Weasley westchnął z podirytowania i zerknął w moim kierunku.
- Ja chcesz, to możesz za nią iść - przyznałam. - Nie mam pretensji. - Uśmiechnęłam się do niego nieśmiało, przygotowując się na samotne oględziny kolejnych gazet.
George jednak nie ruszał się z miejsca.
- Nie - Pokręcił głową, przysiadając na krześle obok mnie. - Chyba wolę zostać z tobą. Poza tym gonienie jej nie miałoby najmniejszego sensu. - W duchu ucieszyłam się na jego słowa.
Cholera! Kiedyś będę smażyć się za to w piekle!
...
Kilka dni później odbył się mecz Quidditcha, w którym (pomimo gróźb Hermiony) finalnie uczestniczyliśmy. Podczas jego trwania nie mogłam opędzić się od pokusy, aby co jakiś czas nie zerknąć na George'a, który w widowiskowy sposób uderzał w tłuczki i zrzucał tym samym przeciwników z mioteł.
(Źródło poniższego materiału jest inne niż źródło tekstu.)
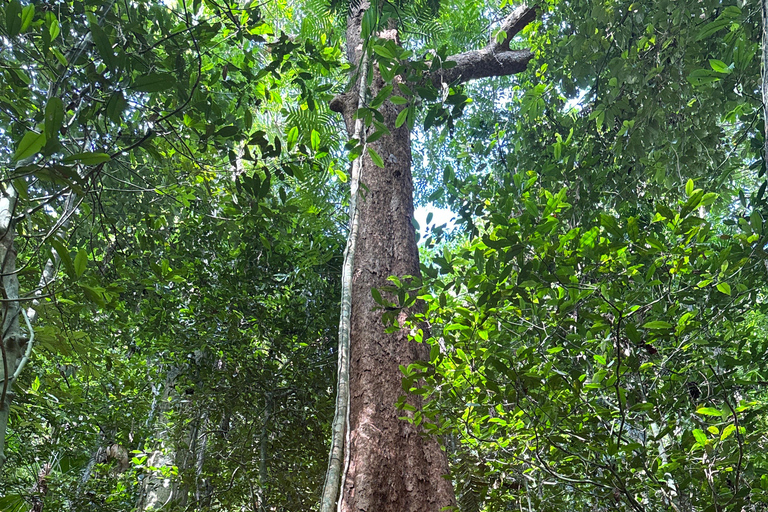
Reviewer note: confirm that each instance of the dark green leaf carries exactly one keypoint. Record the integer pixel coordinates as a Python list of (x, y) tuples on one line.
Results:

Uśmiechałam się podczas występowania tych zagrań. Widać było, że sprawiały mu one radość.
Cieszyłam się jeszcze bardziej, kiedy dzięki pomocy tego rudzielca, Harry'emu udało złapać się znicz.
Angelina ostrzegała mnie przed tym. Za kilka godzin w pokoju wspólnym miała odbyć się wielka impreza, której skutkiem miało być postawienie całego mojego świata na głowie.
Gdybym tylko mogła temu jakoś zapobiec!